Le parcours d'André Honnorat, par ses choix et ses convictions, offre un regard éclairé sur le premier XXe siècle français.

Guillaume Tronchet propose une biographie issue de longues et solides recherches sur le sénateur André Honnorat. Du journalisme au Parlement, de l’affaire Dreyfus au ministère de l’Éducation nationale, sans même détenir le baccalauréat, son ascension ne doit pas occulter un parcours construit sur des convictions fortes. Favorisant l’accès au savoir et aux soins pour les plus démunis, il participe également à l’accueil des réfugiés durant l’entre-deux-guerres et s’abstient de voter les pleins pouvoirs au maréchal Pétain.

 

Nonfiction.fr : La biographie est souvent un exercice auquel on se confronte en fin de carrière. Vous avez pourtant rencontré André Honnorat dès vos études et y avez consacré une quinzaine d’années. Ce travail est donc l’aboutissement de solides recherches. Comment avez-vous rencontré cette figure du premier XXe siècle et sur quelles sources vous êtes-vous appuyé ?

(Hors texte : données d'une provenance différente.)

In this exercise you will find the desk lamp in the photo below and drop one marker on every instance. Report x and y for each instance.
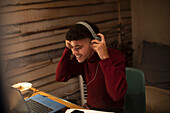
(22, 86)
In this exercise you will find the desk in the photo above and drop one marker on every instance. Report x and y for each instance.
(62, 101)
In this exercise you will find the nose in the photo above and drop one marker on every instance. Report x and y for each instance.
(74, 51)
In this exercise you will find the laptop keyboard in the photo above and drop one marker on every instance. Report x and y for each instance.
(36, 107)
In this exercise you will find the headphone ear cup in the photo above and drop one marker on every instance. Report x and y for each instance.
(97, 38)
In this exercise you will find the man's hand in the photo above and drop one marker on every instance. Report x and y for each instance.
(68, 44)
(100, 47)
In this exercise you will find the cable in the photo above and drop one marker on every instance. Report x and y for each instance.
(86, 84)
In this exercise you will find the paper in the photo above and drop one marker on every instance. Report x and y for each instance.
(86, 111)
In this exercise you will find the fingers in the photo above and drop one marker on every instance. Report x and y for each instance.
(68, 44)
(102, 37)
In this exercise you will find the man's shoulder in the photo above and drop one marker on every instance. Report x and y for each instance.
(113, 51)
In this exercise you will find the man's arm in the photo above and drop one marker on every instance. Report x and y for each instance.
(114, 72)
(68, 67)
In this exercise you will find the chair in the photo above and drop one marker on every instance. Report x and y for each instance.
(135, 95)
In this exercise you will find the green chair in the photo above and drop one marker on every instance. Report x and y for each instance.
(135, 95)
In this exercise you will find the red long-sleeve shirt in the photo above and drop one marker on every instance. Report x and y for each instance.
(108, 89)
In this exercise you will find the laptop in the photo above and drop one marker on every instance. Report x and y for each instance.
(18, 104)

Guillaume Tronchet : J’ai commencé à travailler sur la figure d’André Honnorat quand j’étais étudiant en maîtrise d’histoire (on ne disait pas encore « Master 1 ») à l’Université Paris 1 Panthéon-Sorbonne, sous la direction de Patrick Weil qui, lors de ses propres recherches sur l’histoire de la nationalité française, avait croisé la route des papiers Honnorat aux Archives nationales et pressenti qu’il y avait là matière à une biographie intéressante.

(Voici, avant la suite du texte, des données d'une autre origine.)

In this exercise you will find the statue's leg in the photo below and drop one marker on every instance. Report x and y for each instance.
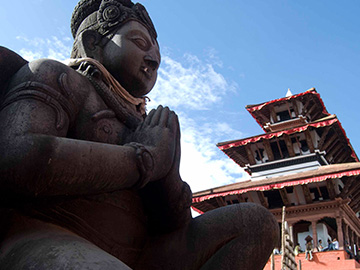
(240, 236)
(33, 244)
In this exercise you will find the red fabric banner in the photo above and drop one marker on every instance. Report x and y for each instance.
(279, 185)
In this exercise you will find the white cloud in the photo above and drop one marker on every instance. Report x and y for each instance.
(53, 48)
(188, 86)
(192, 84)
(203, 165)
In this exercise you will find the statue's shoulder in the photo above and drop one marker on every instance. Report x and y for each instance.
(51, 74)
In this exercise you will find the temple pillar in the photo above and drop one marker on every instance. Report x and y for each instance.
(291, 232)
(346, 232)
(340, 235)
(313, 226)
(352, 240)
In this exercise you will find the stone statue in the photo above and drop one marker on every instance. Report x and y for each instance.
(88, 180)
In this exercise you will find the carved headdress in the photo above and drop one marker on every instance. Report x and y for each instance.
(106, 15)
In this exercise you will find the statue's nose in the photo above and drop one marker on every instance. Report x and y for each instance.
(151, 61)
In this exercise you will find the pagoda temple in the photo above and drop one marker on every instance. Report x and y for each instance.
(305, 162)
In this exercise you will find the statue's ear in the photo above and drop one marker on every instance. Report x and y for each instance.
(90, 43)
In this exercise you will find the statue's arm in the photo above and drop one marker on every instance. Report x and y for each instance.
(36, 157)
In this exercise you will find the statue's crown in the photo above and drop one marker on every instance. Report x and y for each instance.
(109, 14)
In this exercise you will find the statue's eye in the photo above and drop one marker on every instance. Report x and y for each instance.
(140, 42)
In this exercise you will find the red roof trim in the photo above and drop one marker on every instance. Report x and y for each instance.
(259, 107)
(197, 210)
(278, 185)
(277, 134)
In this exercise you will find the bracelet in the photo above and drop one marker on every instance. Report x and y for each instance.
(144, 162)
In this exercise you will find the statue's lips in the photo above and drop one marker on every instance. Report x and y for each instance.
(147, 72)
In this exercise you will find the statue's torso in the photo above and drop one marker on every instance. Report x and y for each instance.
(114, 221)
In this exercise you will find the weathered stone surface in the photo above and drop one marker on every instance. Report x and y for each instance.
(88, 180)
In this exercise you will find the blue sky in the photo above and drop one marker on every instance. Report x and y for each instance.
(217, 57)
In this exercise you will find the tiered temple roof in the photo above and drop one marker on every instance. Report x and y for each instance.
(303, 161)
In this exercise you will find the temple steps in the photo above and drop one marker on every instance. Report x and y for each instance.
(329, 260)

J’ai très vite été attiré par le contraste entre le fait que cet homme soit peu – voire pas – connu du grand public alors que son parcours, si riche en réalisations, avait en réalité profondément marqué l’histoire de notre pays sans qu’on le sache toujours. Tour à tour journaliste, haut fonctionnaire, parlementaire, président-fondateur de grandes institutions et associations, André Honnorat a en effet eu une influence décisive dans des domaines très divers (éducation, santé publique, accueil des étrangers et des réfugiés, diplomatie, heure d’été, etc.). La multiplicité de ses champs d’intervention rendait toutefois complexe l’analyse et il m’a fallu plusieurs années pour cerner le personnage, comprendre les dynamiques sociales et les réseaux au sein desquels il avait évolué, et croiser différentes historiographies : histoire politique et parlementaire, histoire de l’éducation et des universités, histoire de la santé publique, histoire de l’immigration et des réfugiés, histoire des relations internationales, de la diplomatie culturelle et de ce que j’ai appelé la « diplomatie universitaire » dans ma thèse de doctorat.

D’un même pas, les archives à consulter étaient nombreuses : archives privées déposées aux Archives nationales mais aussi aux Archives départementales des Alpes-de-Haute-Provence, sa terre d’élection, archives de l’Assemblée nationale et du Sénat, archives gouvernementales, archives d’institutions créées par Honnorat ou avec lesquelles il a travaillé en France et à l’étranger : Cité internationale universitaire de Paris, Bibliothèque La Contemporaine, Institut Pasteur, Dotation Carnegie pour la paix internationale (dont les archives sont déposées à l’Université Columbia, à New York), etc.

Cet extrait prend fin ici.